Il n’y a point d’être que j’aime qui puisse se passer de tout témoignage, qui n’ait besoin de consolation ou d’appui et pour qui les paroles ne soient la touche sensible d’une attention tournée vers lui et du don même de ma présence. Mais c’est dans le silence que s’opère le don spirituel et total de soi-même. Les paroles le divisent et remplacent le don par le témoignage.
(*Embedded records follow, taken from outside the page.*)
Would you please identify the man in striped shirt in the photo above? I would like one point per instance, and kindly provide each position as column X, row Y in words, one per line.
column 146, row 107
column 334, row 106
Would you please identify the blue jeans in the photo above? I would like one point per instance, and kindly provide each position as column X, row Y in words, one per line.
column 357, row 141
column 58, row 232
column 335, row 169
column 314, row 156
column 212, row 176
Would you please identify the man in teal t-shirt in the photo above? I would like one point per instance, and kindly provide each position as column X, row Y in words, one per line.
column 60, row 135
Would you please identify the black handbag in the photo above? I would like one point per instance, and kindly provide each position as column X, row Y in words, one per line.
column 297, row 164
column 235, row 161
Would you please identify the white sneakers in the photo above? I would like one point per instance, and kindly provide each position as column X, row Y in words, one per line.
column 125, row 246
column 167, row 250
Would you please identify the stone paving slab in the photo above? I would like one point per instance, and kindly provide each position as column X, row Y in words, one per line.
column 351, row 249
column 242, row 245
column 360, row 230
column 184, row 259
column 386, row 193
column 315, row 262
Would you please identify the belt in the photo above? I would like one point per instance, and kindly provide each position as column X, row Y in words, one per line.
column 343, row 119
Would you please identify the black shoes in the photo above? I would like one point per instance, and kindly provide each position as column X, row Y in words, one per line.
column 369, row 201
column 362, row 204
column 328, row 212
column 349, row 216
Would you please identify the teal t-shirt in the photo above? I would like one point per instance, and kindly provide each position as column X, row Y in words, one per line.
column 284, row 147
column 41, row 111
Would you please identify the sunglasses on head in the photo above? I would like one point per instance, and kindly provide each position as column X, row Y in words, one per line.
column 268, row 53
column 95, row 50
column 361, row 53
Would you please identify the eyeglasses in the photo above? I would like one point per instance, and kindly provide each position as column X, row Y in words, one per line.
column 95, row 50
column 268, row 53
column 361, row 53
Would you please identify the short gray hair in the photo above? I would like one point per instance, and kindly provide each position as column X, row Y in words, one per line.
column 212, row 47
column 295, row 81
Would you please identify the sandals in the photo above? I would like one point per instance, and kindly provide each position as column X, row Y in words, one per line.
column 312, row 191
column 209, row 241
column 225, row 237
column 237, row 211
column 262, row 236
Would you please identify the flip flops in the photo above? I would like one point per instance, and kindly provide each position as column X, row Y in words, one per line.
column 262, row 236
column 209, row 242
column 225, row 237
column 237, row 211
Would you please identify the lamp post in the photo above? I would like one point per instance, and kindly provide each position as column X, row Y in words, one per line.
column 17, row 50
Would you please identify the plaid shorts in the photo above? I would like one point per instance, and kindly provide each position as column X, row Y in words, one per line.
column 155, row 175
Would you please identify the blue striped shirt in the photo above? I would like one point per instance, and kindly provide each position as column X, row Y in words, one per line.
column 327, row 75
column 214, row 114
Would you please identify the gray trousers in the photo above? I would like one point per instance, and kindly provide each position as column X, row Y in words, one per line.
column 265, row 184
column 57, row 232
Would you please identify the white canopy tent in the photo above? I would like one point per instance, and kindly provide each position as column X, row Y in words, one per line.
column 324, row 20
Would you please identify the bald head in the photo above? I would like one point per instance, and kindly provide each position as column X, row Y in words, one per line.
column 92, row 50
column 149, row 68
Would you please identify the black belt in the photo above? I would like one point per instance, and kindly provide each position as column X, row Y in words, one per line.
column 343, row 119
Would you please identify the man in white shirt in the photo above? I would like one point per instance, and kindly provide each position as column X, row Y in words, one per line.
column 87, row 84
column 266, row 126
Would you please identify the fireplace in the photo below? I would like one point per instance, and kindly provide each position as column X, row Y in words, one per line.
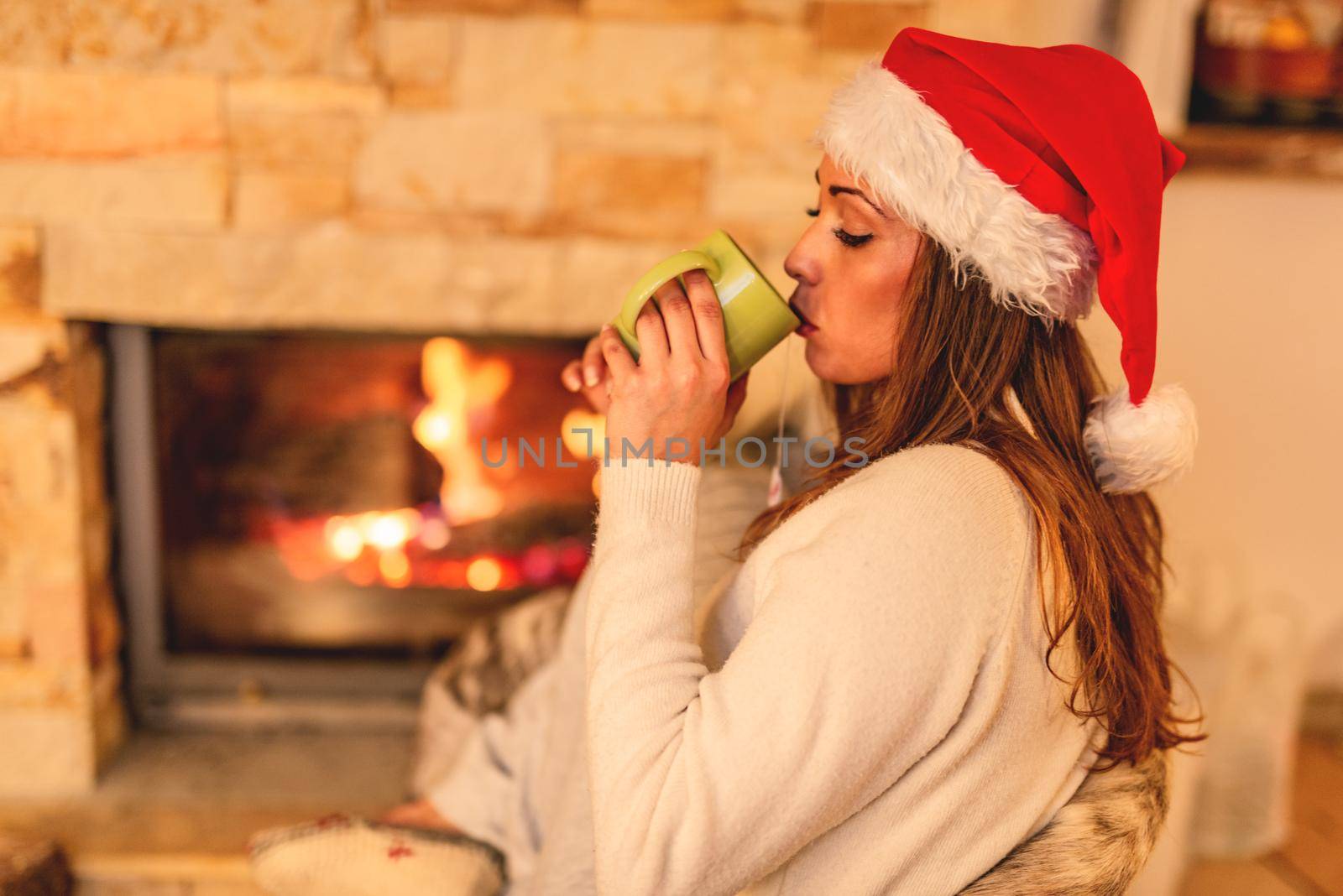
column 309, row 518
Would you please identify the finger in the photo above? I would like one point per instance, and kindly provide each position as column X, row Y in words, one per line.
column 594, row 365
column 618, row 358
column 599, row 396
column 570, row 374
column 736, row 398
column 708, row 317
column 653, row 336
column 680, row 320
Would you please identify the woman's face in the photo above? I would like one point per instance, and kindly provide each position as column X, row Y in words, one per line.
column 850, row 264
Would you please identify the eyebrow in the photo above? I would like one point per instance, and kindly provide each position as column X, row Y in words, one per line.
column 836, row 190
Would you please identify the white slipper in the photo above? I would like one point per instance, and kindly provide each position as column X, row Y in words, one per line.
column 351, row 856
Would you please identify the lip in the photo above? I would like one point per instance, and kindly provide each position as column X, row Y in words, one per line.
column 806, row 327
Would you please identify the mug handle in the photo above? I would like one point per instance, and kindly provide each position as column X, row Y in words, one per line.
column 668, row 268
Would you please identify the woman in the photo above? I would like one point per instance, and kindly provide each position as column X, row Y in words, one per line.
column 927, row 649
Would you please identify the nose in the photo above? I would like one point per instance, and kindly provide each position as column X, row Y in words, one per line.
column 801, row 263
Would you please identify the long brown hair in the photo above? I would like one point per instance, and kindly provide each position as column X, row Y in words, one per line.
column 958, row 353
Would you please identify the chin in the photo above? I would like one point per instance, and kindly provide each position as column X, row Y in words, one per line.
column 839, row 367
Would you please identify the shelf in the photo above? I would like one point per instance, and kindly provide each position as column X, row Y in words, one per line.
column 1262, row 150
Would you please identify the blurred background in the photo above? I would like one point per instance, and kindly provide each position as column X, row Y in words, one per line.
column 272, row 270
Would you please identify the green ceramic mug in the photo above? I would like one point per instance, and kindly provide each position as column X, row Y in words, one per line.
column 755, row 317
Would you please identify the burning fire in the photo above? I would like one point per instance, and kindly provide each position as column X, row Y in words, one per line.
column 457, row 387
column 402, row 548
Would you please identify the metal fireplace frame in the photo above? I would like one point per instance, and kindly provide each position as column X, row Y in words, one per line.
column 180, row 691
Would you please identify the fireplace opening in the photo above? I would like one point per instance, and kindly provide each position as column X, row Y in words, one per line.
column 312, row 513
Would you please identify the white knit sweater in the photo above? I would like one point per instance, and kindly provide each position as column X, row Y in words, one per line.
column 863, row 707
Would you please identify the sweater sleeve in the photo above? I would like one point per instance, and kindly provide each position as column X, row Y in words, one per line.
column 860, row 659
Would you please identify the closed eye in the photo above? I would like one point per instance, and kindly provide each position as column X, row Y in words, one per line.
column 845, row 237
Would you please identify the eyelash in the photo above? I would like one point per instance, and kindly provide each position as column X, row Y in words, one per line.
column 846, row 237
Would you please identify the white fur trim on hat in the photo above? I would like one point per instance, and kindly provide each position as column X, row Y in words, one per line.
column 880, row 130
column 1134, row 447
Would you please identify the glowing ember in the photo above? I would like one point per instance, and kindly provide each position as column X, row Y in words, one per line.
column 483, row 573
column 405, row 548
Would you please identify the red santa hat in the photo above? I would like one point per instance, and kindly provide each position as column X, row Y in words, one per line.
column 1040, row 170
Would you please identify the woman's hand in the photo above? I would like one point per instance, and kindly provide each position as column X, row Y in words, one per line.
column 588, row 374
column 678, row 389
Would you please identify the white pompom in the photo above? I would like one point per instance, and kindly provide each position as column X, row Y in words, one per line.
column 1134, row 447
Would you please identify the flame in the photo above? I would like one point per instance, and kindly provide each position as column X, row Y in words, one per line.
column 458, row 384
column 396, row 548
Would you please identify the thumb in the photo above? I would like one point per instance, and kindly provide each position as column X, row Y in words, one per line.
column 736, row 398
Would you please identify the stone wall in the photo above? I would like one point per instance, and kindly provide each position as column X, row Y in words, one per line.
column 422, row 165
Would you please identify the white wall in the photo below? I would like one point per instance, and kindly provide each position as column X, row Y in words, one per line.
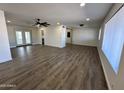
column 55, row 36
column 114, row 81
column 85, row 36
column 5, row 54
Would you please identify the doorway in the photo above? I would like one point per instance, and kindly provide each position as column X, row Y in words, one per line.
column 69, row 36
column 43, row 40
column 23, row 38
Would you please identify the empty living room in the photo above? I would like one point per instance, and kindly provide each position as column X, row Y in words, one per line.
column 61, row 46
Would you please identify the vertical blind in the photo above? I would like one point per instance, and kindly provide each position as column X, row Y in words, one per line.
column 113, row 40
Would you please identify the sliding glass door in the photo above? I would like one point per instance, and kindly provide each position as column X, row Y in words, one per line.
column 19, row 37
column 23, row 37
column 27, row 37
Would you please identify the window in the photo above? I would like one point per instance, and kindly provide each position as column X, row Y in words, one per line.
column 27, row 37
column 68, row 34
column 19, row 37
column 113, row 40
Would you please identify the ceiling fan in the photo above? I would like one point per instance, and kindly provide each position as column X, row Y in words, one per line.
column 40, row 24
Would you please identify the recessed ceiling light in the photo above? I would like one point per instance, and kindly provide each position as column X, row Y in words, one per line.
column 8, row 21
column 58, row 23
column 82, row 4
column 88, row 19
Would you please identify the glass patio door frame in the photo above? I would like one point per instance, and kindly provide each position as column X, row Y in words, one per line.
column 23, row 38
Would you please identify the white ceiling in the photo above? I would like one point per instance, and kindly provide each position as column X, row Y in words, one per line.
column 70, row 14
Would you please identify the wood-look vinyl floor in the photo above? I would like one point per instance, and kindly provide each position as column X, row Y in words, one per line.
column 44, row 67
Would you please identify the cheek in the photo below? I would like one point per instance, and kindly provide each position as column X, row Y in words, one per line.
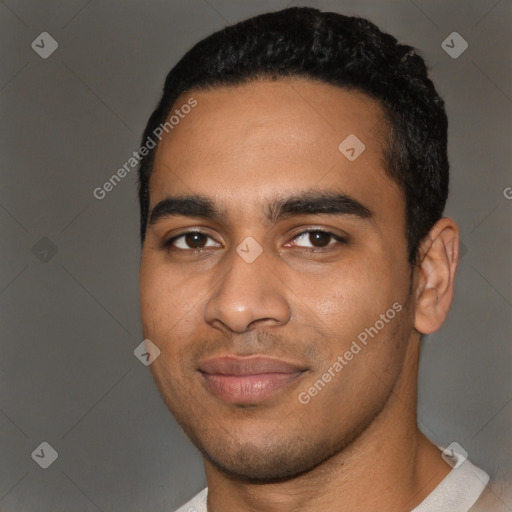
column 167, row 300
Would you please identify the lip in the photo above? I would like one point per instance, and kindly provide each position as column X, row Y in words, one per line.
column 247, row 380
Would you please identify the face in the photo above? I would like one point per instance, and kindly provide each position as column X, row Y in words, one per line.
column 274, row 275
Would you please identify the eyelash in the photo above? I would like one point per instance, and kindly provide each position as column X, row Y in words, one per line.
column 168, row 244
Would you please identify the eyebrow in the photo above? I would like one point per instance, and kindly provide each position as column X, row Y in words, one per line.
column 306, row 203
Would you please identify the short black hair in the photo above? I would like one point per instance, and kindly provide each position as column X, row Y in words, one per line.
column 345, row 51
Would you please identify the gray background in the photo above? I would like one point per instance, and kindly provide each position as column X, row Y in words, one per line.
column 70, row 318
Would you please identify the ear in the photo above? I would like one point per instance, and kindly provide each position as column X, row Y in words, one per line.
column 439, row 257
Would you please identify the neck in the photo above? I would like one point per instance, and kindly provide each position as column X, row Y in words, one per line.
column 390, row 467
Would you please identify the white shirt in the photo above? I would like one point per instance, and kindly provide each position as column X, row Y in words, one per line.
column 457, row 492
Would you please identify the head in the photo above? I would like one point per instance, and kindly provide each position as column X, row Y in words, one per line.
column 257, row 160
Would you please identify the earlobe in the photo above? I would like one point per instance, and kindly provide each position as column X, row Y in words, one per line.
column 439, row 257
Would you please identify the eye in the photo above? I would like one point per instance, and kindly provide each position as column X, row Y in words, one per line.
column 317, row 239
column 193, row 240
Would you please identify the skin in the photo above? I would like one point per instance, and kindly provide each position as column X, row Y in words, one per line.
column 356, row 445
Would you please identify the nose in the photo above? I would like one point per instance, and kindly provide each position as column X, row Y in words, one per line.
column 248, row 293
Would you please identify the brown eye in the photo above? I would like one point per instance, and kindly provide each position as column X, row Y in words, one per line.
column 193, row 240
column 317, row 239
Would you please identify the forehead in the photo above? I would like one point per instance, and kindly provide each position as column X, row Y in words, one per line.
column 239, row 144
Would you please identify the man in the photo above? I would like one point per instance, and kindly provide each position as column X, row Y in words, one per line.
column 294, row 252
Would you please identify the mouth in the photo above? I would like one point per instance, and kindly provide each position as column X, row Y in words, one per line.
column 247, row 380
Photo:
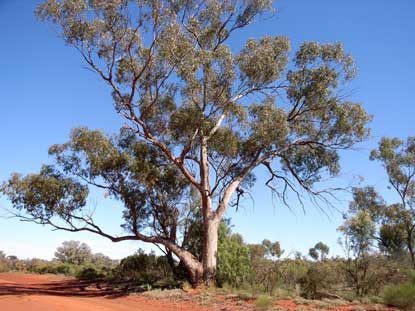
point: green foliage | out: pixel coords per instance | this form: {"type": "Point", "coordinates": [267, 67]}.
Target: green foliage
{"type": "Point", "coordinates": [142, 268]}
{"type": "Point", "coordinates": [234, 266]}
{"type": "Point", "coordinates": [401, 296]}
{"type": "Point", "coordinates": [74, 252]}
{"type": "Point", "coordinates": [319, 251]}
{"type": "Point", "coordinates": [200, 117]}
{"type": "Point", "coordinates": [319, 279]}
{"type": "Point", "coordinates": [89, 274]}
{"type": "Point", "coordinates": [263, 302]}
Ainsi, celui-là seul multiplie les preuves de son amour qui redoute de n’être point entendu ; quand il est assuré de l’être, la présence silencieuse de l’objet aimé suffit à le combler.
Les âmes les plus expansives ont toujours besoin des paroles sans lesquelles il leur semble qu’elles sont enfermées en elles-mêmes comme dans une prison, mais les plus délicates cherchent toujours ce silence sonore qui est une vivante communion avec tout ce qui est. Car si la parole est comme une rivière qui porte la vérité d’une âme vers l’autre, le silence est comme un lac qui la reflète et dans lequel tous les regards viennent se croiser.